In addition, the time cost (complexity) of the methods can be partly reflected in the parameter T and θ. Generally, the smaller T or θ is, the less complex the method is.

4.4. Results

The P-R curves are shown in Figure 2 and Figure 3, and the detailed figures are listed in Table 2.

4.4.1. Compared with MIML-Semi

We can see from the P-R curves in Figure 2 that MIML-sort-p and MIML-sort-l outperform MIML-semi in the recall area (0.05, 0.1) and (> 0.3) but are inferior to MIML-semi in the area of (0.1, 0.3). MIML-sort-e has roughly similar performance to MIML-semi along the low recall curve and outperforms it when recall > 0.2. It is obvious that MIML-sort-r significantly exceeds MIML-semi in almost all recall areas, as observed from the curves. MIML-sort-r, MIML-sort-e, and MIML-sort-l have larger upper bonds on recall than MIML-semi (precision of MIML-semi drops to 0 before r = 0.35).
From the figures in Table 2 we can see that although MIML-semi has a good P-R curve, the performance on the Final F1 is far from satisfactory, due to the very low precision. This is probablydue to that the target for MIML-semi is to tune the P-R curve but not the Final F1. However, our methods not only gain good Avg F1 (Avg F1 of MIML-sort-r is 3.32% higher than that of MIML-semi) but also good Final F1 (far better than MIML-semi). We also notice that the Max F1 values of MIML-sort(s) are all higher than MIML-semi, with MIML-sort-r the best of all, 3.1% better than MIML-semi.
To conclude, MIML-sort-e is better in terms of precision and performs much more stable than MIML-semi, which can be seen from the P-R curve. We believe the label ranking strategy is quite helpful for distant supervision in choosing training groups. The stability of other MIML-sort systems is comparable with MIML-semi, but they all significantly outperform MIML-semi on Final F1. The results show the effectiveness of the selection strategies. The best Final F1, which is naturally achieved by MIML-sort-e, shows that the ensemble absorbs the advantages of the base methods.

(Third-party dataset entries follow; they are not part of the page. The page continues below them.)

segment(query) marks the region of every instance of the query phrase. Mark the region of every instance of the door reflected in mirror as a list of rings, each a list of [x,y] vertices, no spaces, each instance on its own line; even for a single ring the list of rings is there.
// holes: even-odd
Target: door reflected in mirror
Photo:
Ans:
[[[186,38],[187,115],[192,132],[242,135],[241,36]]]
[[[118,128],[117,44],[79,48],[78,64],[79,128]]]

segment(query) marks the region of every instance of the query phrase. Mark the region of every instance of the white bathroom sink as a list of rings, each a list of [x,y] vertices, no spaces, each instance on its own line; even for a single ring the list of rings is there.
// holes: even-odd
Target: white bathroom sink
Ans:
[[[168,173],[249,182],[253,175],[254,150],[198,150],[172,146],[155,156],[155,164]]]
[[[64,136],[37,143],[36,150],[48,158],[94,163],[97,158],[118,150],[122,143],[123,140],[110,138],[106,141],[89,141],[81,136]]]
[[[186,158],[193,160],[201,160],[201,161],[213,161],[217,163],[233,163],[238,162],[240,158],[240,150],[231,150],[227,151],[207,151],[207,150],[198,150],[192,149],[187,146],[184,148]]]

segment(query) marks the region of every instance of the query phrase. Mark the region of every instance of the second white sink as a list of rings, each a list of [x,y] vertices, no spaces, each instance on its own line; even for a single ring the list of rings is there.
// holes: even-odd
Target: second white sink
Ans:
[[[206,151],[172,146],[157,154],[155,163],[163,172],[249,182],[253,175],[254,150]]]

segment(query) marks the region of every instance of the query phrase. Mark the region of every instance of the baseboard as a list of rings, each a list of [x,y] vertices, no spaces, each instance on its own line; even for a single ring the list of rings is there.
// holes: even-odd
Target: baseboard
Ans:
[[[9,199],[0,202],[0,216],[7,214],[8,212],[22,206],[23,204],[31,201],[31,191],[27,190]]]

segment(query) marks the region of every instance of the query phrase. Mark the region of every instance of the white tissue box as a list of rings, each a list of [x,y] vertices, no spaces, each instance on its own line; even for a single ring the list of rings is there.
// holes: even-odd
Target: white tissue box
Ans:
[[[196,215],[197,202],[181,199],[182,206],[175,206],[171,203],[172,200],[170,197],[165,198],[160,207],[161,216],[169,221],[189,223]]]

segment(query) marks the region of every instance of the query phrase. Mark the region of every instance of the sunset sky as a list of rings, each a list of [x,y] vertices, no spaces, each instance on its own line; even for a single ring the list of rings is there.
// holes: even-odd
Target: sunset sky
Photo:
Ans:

4.4.2. Compared with Other Baselines

It is clear that MIML-sort(s) behave beyond the three baselines. Among the methods, MIML-sort-l always performs better, especially in the low recall region (< 0.1). MIML-sort-p also maintains higher precision than MIML-re in the low recall region, while being higher than Mintz++ in the high recall region. MIML-sort-r significantly outperforms all the baselines, and its precision is even 10% higher than MIML-re and Mintz++ around the recall = 0.1 point. It also extends the upper bond of recall to 0.4 which is a major improvement over other work. The curve of MIML-sort-e is also remarkable compared with baselines, and it reaches the highest precision when the recall is very low and still maintains a relatively high precision when recall > 0.3.
Some improvements can be seen more clearly in Max F1 and Avg F1 in Table 2. MIML-sort(s) have better Max F1 than all other work. Avg F1 directly reflects the level of the P-R curve, and we find that MIML-sort-r’s figure is prominent, which is 4.12% higher than MIML-re and 5.26% higher than Mintz++. The official test results of KBP slot filling evaluation can be recognized from precision, recall and Final F1. We notice that MIML-sort-e gains the best Final F1, with an enhancement of 2.68% than MIML-re and 9.59% than MIML-semi. Other MIML-sort(s) also outperform the baselines. In addition, we see that our methods mostly benefit from recall (an exception is MIML-semi who has a very imbalanced precision and recall). We think this is mainly due to the improvement of data quality by applying the ranking-based methods, which reduces ambiguities for classification.
Another set of information shown in Table 2 are the parameters when the algorithm converges to the optimal. It is noticed that most Ts for MIML-sort(s) are less than 8 which is proven to be optimal in MIML-re. This indicates that our proposed methods can make the EM algorithm converge faster thereby lower down the computational cost. Particularly, the optimal T for MIML-sort-r is only 2, which saves a lot of running time. The values for proportion parameter θ show that we did not remove too many training groups and most of the heuristically generated data were useful for the MIML training process. More details about the characteristics of the removed groups are described in the discussion section.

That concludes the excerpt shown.